Less than an hour before the race, the paddock was chaos, equal parts thoroughfare, staging area, TV set, and block party. (Ferrari driver Carlos Sainz remarked after the race that the paddock was too crowded this weekend.) In those chaotic moments, while trying to make my way back to the media center, I had to duck out of sight of a TV crew interviewing U.S. Open champion Juan Martín del Potro, then dodge Russell and his entourage as they stalked over to the Mercedes garage.
If anything else like this exists in the world of sports, I’ve never seen it.

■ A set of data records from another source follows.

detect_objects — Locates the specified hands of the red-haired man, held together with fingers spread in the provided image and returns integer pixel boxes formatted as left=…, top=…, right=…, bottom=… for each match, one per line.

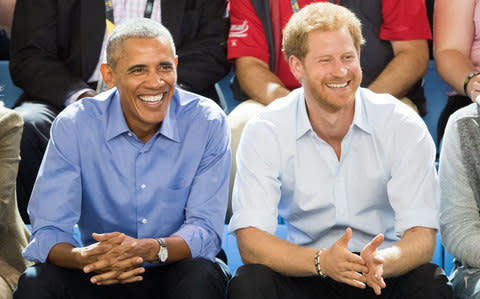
left=321, top=228, right=386, bottom=295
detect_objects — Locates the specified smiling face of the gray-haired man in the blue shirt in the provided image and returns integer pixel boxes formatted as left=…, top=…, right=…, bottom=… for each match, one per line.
left=101, top=38, right=178, bottom=142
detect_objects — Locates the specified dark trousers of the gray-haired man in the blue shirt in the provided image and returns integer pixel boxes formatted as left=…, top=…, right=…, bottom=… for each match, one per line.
left=13, top=258, right=229, bottom=299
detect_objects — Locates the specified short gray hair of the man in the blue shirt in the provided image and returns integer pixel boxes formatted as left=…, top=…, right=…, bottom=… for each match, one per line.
left=107, top=18, right=176, bottom=67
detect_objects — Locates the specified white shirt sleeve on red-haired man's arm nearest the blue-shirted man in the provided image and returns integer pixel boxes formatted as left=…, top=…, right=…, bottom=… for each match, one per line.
left=229, top=120, right=281, bottom=234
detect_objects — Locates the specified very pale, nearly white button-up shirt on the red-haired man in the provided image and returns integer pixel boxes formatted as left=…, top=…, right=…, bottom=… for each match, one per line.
left=229, top=88, right=439, bottom=252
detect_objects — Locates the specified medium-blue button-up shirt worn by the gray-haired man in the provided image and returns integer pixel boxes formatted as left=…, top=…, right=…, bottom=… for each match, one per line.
left=23, top=89, right=231, bottom=262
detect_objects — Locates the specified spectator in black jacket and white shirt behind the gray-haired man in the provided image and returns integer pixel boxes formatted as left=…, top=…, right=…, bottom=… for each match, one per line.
left=10, top=0, right=230, bottom=223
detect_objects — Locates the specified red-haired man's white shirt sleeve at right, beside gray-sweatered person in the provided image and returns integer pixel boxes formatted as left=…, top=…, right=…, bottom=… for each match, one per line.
left=387, top=112, right=440, bottom=237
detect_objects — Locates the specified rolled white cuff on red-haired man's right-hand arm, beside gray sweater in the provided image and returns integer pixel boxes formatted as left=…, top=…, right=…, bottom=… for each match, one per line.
left=395, top=208, right=440, bottom=238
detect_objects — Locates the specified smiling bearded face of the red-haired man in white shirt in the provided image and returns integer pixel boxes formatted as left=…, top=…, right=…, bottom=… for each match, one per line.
left=289, top=27, right=362, bottom=112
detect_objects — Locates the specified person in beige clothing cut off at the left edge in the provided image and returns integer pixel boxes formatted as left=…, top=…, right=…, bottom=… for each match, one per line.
left=0, top=101, right=30, bottom=299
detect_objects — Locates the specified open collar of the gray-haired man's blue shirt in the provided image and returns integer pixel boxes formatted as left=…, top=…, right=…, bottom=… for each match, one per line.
left=105, top=88, right=180, bottom=142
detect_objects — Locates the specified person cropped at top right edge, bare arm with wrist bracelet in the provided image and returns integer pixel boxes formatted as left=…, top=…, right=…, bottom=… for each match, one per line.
left=433, top=0, right=480, bottom=143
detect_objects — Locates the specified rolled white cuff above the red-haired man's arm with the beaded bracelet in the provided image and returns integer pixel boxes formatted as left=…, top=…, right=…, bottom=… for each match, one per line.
left=228, top=210, right=278, bottom=235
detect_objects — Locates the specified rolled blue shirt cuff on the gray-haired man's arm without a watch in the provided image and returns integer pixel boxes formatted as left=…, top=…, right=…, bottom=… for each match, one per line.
left=22, top=228, right=80, bottom=263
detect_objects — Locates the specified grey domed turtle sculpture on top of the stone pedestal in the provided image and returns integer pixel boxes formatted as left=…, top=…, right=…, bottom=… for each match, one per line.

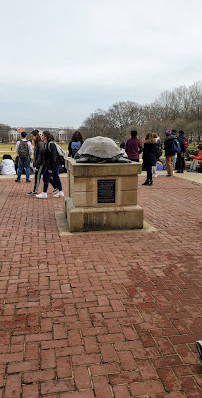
left=77, top=136, right=121, bottom=159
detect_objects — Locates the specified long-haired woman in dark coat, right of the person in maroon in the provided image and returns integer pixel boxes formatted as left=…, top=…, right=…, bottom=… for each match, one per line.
left=142, top=133, right=158, bottom=185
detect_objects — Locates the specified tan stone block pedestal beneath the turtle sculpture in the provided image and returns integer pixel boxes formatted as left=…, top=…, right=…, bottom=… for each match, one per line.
left=64, top=158, right=143, bottom=232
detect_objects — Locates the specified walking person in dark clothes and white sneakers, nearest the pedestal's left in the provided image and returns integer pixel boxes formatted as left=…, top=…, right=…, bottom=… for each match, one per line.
left=36, top=131, right=64, bottom=199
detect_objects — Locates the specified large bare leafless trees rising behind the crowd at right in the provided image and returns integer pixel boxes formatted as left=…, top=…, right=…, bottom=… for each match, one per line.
left=80, top=81, right=202, bottom=142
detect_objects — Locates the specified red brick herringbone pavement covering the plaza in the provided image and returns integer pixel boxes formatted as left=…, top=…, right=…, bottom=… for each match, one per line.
left=0, top=177, right=202, bottom=398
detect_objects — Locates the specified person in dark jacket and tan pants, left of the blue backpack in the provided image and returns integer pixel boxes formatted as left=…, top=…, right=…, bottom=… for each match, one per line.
left=164, top=130, right=179, bottom=177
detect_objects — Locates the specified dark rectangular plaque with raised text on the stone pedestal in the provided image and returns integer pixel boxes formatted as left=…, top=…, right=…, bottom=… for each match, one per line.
left=97, top=180, right=116, bottom=203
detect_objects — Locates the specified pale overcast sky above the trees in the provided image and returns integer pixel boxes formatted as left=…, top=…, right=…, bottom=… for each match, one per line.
left=0, top=0, right=202, bottom=128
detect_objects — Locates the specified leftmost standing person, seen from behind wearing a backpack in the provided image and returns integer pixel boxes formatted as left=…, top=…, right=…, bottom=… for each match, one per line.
left=15, top=131, right=32, bottom=182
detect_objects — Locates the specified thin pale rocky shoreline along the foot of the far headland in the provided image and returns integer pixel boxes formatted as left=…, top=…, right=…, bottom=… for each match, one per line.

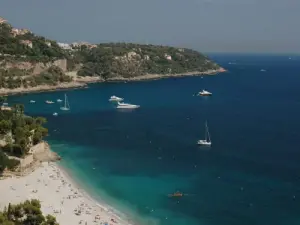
left=0, top=67, right=227, bottom=96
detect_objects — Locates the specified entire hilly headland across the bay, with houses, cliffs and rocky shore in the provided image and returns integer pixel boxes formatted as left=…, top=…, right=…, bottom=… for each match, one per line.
left=0, top=16, right=223, bottom=94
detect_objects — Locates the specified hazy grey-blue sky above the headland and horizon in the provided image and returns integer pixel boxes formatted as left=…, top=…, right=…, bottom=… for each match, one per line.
left=0, top=0, right=300, bottom=52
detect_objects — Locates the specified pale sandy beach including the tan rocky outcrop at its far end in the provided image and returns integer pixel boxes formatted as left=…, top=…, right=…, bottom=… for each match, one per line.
left=0, top=141, right=137, bottom=225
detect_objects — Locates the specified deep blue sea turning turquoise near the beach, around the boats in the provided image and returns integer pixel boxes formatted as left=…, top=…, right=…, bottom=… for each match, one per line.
left=8, top=54, right=300, bottom=225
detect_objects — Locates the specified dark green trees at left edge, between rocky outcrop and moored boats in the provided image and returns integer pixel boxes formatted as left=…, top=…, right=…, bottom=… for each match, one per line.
left=0, top=97, right=48, bottom=174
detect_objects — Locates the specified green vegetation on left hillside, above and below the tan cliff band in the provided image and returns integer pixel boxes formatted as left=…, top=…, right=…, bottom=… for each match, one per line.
left=0, top=23, right=72, bottom=89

There’s a charming audacity about the degree to which Formula One called its shot with the inaugural Miami Grand Prix. Not only to hold a race in a new city, in a country that’s only just recently embraced the sport, on an unraced and temporary circuit, but to declare months in advance that this is the biggest, most glamorous, most celebrity-packed event of the F1 season, if not the entire sporting calendar. Even more so than Monaco, the most historic track in the sport’s wealthiest locale.
What a claim to make—and even more so, what a claim to back up. Because while the paddock was a little overstuffed, and the track was a little greasy at times, and the sun was a little hotter than what the group of largely European drivers and team staff were used to, this race was everything it promised. The logistics were flawless, the Q rating as advertised, even the beached yachts ended up being fun and arch in that uniquely Florida way. Your grandmother’s lawn flamingos, adjusted for economic class.
Formula One’s first trip to Miami offered unapologetic glitz and wealth on a scale unfamiliar to Americans, mixed with sports and entertainment maximalism unfamiliar to the rest of the world.
Asked for his thoughts on the event, Mercedes team principal Toto Wolff also invoked the M-word.
“Mega,” Wolff said. “I think it’s a fantastic achievement by all of those involved: promoters, Formula One, and FIA to have come up with such an event and the city is hyped—is that how you say it? Formula One is all around, the amount of guest requests we have is amazing. I think we’ve finally landed in North America.”
As the sun set on Sunday, the constant fizzing of celebrity and the clicking of camera shutters gave way to the sound of power tools, as the 10 teams packed up their garage setups. Laptops and radios bound for bases in England or Italy, tools and furniture for Barcelona in two weeks’ time. Soon, the stylish temporary edifices around the Hard Rock Stadium grounds will follow suit, as the Autodrome reverts to its original form and purpose.
The circus is moving on to the next town.